>>76761739 (OP)
Consider a dog. One might point to them as one of the most pure types of affection and appreciation. They're happy to see you, run up to you when you come into the room, and lick your face. Does that mean they're always going to cuddle you and never get up? Not be upset if your withhold food? Not be distractable? Always listen to you?
Appreciation isn't grasping. If you're always taking lingering glances, longer hugs, and feel something ooey gooey about a person it doesn't mean your appreciationmaxxing.
Next consider the ignoble SM64 speedrunner. Nobody puts as many hours into the video game as the person spamming 16 star runs in Super Mario 64. They get mad at the shitty fucking game because they know about the % chance to hit an invisible wall in a seam. But they keep playing the game and striving for a better time. Nobody appreciates the game as much as the speedrunner. You might not be feeling the transient emotional joy as someone playing it for the first time.
Appreciation might be striving for more. It would mean some form of non-attachment to the state of things. If you study the state of things for long enough you'll recognize its transient nature and thereby realize it's the only sane way to engage with it.
Did you appreciate your life more when you were playing 4 player video games on a console laughing with your friends, eating pizza, and getting shitty sleep at a sleepover or when, in the wake of it, you tried to remember how rare and precious it is to have moments going forward?

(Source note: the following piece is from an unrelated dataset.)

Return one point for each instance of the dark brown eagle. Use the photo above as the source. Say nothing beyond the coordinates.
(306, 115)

Maybe feeling the moment and letting go is enough. Maybe you don't appreciate your body by himming and hawing about the state of it but instead feeling the lift and striving for bigger muscles. Maybe you appreciate by not choosing alcohol in pursuit of a state you think is neat and instead choose one that will make you feel better longer. Or maybe you appreciate the night by getting drunk and laughing with people like you did at the sleep overs. Who knows?